Caching

Caching is implemented with these features in mind:

Survive app reboots
Shared across multiple app instances
Partial cache busting
Warming up data on boot that is heavily relied on
Memoizing derivative data into the app memory instead of redis

We don't use any of NestJS's caching. NestJS allows caching per GET request, but that's bad strategy at least for our use case since it doesn't allow partial caching or cache busting. Also, we don't even use the cache-manager NestJS provides, because we need more fine-grained control of the cache (to be more specific, the store client needs to be able to delete by a pattern. More on this later.). Instead of caching GET requests, caching is done on service level, usually leveraging the generic solutions provided by "lower level services" (store.service and rest-client.service at the time of writing this doc). This makes service level communication fast, because each service optimizes the caching of the data it handles.

Technically

We use Redis for in-memory caching. This way the cache survives reboots, can be flushed outside the app and can be shared by multiple instances of the app. Use the RedisCacheService for caching - it's in a global module.

Lower level service solutions

Glossary for this chapter:

writing operation is used for any operations that mutate a resource: "PUT/POST/DELETE", or "update", "create" and "delete".
query or a clause is used in the context of the store query model, used in getPage(query) of store.service.ts.

Rest client service

Remote REST sources use the rest-client.service, which can be configured to cache the results with the cache option. All GET responses are then cached, until a writing operation to the same resource is done.

Store service

Store service caching works similar as rest-client.services caching for a simple method get(id): it's cached until a writing operation touches the same id.

Things get more complicate for getPage() and methods relying on that (getAll(), findOne()), since we have only subset (a "page") of the whole dataset and the query clauses can be quite expressive. To be able to automatically bust the cache, you need to configure the following for the store service:

keys must be an array of all possible keys in all the possible queries.
primaryKeys must be an array of keys that are always defined for a query. The search values for the primary keys in the query can't be of array type.

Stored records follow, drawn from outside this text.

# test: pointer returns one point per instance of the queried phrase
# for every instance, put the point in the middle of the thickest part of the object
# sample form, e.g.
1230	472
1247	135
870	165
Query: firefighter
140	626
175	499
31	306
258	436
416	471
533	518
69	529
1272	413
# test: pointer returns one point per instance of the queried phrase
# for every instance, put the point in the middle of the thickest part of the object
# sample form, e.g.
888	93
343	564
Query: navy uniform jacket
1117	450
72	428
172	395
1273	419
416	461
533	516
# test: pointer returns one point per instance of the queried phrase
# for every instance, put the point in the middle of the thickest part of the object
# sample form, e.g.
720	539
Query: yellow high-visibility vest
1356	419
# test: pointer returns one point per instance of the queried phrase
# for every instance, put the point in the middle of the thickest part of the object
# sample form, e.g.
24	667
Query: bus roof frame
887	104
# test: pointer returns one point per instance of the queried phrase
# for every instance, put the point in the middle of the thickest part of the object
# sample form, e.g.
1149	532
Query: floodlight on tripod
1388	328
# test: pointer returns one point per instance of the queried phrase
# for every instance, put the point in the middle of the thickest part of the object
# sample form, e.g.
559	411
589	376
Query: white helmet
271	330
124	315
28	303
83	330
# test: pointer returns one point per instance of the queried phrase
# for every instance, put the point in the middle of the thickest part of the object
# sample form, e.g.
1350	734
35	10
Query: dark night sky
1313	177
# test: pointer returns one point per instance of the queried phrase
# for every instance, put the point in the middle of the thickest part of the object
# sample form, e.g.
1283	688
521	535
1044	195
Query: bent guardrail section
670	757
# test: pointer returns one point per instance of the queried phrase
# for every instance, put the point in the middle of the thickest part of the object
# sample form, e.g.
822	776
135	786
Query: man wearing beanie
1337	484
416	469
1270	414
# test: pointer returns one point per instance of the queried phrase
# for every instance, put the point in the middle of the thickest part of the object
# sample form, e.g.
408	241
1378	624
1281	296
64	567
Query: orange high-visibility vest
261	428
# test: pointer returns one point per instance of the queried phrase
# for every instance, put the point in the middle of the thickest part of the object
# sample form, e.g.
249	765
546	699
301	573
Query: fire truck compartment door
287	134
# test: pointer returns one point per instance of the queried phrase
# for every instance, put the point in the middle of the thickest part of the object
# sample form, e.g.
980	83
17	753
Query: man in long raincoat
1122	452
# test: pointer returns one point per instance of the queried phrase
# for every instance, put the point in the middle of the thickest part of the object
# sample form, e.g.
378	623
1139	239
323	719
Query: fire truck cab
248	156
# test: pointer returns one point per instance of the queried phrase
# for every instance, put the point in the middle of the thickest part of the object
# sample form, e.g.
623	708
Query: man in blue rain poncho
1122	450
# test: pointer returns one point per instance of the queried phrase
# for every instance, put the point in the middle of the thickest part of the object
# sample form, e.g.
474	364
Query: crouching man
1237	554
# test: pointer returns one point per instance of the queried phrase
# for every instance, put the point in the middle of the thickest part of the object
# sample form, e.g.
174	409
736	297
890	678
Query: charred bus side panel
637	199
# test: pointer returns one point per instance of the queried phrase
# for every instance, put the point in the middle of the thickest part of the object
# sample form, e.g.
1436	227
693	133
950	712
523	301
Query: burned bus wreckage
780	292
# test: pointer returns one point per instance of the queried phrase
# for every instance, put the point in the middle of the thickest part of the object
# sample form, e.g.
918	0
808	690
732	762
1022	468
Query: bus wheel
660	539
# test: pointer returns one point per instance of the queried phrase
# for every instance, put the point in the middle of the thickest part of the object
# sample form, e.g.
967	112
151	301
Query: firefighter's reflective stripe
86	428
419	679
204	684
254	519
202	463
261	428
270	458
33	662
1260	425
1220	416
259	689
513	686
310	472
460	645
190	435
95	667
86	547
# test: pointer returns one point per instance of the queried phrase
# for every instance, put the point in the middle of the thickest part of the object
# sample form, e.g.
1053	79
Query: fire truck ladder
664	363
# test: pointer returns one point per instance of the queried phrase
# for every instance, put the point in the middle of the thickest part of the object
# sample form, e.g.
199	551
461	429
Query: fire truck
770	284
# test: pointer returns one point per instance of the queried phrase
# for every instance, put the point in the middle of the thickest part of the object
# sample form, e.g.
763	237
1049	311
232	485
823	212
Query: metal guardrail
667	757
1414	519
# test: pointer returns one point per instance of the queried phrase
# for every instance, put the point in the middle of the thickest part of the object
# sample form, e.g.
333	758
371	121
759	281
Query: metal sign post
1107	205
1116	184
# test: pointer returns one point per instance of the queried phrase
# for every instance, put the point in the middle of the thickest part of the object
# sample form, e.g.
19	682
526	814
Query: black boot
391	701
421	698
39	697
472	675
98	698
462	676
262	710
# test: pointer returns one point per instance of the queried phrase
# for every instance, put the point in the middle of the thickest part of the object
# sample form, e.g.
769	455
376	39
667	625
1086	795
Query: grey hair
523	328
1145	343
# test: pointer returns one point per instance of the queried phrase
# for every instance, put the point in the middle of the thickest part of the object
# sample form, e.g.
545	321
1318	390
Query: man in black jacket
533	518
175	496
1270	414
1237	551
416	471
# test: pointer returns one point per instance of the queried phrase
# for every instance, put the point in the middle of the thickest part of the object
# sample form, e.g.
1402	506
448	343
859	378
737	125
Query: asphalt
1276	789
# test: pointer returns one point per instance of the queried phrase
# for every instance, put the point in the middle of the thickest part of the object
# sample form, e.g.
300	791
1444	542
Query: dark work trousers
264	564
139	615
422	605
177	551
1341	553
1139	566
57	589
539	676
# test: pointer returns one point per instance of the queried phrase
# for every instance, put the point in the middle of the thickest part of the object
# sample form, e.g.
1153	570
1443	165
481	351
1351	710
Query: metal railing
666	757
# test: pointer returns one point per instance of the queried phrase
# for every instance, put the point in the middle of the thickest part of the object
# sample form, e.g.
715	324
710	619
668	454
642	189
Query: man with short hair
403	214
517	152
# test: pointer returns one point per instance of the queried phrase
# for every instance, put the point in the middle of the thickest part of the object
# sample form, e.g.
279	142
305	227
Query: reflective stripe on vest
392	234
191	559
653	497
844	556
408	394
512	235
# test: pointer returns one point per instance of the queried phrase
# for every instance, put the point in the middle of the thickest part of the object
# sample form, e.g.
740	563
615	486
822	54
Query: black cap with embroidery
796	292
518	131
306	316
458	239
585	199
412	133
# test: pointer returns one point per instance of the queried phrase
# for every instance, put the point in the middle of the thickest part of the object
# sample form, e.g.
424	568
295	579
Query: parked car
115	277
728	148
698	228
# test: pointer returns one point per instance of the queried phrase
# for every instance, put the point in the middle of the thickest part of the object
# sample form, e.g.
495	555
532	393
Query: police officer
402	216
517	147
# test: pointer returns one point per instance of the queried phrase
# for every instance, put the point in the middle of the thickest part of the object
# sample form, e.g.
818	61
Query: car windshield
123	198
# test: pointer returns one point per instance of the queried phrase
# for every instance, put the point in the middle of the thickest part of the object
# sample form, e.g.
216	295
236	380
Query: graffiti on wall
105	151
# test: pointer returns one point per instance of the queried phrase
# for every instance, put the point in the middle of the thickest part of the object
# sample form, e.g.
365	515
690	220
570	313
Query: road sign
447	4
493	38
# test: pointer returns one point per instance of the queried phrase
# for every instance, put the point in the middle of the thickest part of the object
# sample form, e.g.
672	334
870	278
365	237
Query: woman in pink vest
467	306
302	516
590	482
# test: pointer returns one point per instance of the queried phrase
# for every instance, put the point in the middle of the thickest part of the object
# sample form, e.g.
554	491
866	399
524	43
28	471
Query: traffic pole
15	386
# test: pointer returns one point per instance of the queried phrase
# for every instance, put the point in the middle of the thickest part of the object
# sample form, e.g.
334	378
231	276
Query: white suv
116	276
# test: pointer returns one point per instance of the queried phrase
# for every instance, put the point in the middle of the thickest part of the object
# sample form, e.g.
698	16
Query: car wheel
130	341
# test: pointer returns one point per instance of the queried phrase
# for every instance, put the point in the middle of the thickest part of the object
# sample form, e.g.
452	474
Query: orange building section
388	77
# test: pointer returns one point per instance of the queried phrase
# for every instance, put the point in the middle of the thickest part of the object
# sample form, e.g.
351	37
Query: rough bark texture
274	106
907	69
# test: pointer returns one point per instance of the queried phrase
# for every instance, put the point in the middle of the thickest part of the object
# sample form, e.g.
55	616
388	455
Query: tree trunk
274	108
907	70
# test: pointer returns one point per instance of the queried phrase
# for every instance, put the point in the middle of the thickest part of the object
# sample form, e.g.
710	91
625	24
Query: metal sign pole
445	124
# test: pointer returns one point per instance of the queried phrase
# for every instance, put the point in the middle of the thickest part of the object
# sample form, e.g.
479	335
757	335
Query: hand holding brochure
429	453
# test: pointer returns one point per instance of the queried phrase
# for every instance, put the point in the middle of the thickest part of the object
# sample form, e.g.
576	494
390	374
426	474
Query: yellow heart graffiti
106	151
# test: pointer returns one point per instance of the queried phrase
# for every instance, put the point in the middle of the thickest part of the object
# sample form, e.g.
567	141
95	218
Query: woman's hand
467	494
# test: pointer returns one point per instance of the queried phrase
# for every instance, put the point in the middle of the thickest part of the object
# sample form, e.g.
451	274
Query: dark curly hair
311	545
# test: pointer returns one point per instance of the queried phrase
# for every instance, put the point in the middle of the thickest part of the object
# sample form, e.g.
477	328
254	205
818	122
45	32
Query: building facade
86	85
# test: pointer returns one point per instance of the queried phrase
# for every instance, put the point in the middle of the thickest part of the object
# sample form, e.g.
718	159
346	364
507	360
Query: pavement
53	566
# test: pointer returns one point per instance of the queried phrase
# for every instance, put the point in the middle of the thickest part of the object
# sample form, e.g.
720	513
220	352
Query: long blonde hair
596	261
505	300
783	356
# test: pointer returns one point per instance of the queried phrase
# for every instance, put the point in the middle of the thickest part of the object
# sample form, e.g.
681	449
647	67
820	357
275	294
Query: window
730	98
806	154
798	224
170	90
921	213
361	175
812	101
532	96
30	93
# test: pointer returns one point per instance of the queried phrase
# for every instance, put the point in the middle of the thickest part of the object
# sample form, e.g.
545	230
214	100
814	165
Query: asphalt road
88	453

Also, you can do queries only with the following clauses:

literals (e.g. 1, "foo", true)
literal arrays (.e.g. ["foo", "bar"], which means "foo or bar")
exists
not(exists)
range(from: string, to: string)
and() and not() composed of the above clauses

Which should cover most use cases. For more complicated queries like and(not(or({ a: 1 }, { b: 2 })), or(and(not({ c: 3 }), { a: 1 }))) you have to write the cache logic to the service itself that is using store.

Take a look at store-service.spec.ts for examples.

Technical explanation of the store cache

We have Redis for cache. We can create arbitrary cache keys, and bust them using asterisk pattern. For example, a key a:1;b:2 could be busted with a:1;b:*. So, we can create cache keys for queries, which denote sets (in terms of mathematical set theory) in strings.

To be able to say which sets are subsets of other sets, we need to first be able to define what is the "whole set space". For this, we need to know all the possible keys of a query. That's why we need the keys in the cache config.

Example

Let there be config with keys ["collectionID", "public", "owner"], and the following queries with their corresponding cache keys:

Query	Corresponding cache key
`{ collectionID: "HR.61" }`	`key_collectionID:;HR.61;key_owner:;;key_public:;;`
`{ collectionID: ["HR.61", HR.21"] }`	`key_collectionID:;HR.21;HR.61;key_owner:;;key_public:;;`

Since the queries can be array literals (which are union of the literals), we use ; as a separator in the cache key string. Note that the asterisk here is just notation for "any value". It doesn't have anything to do with pattern matching yet - the keys itself don't have the property of pattern matching. Array values are sorted in the cache key so pattern matching works regardless of the order.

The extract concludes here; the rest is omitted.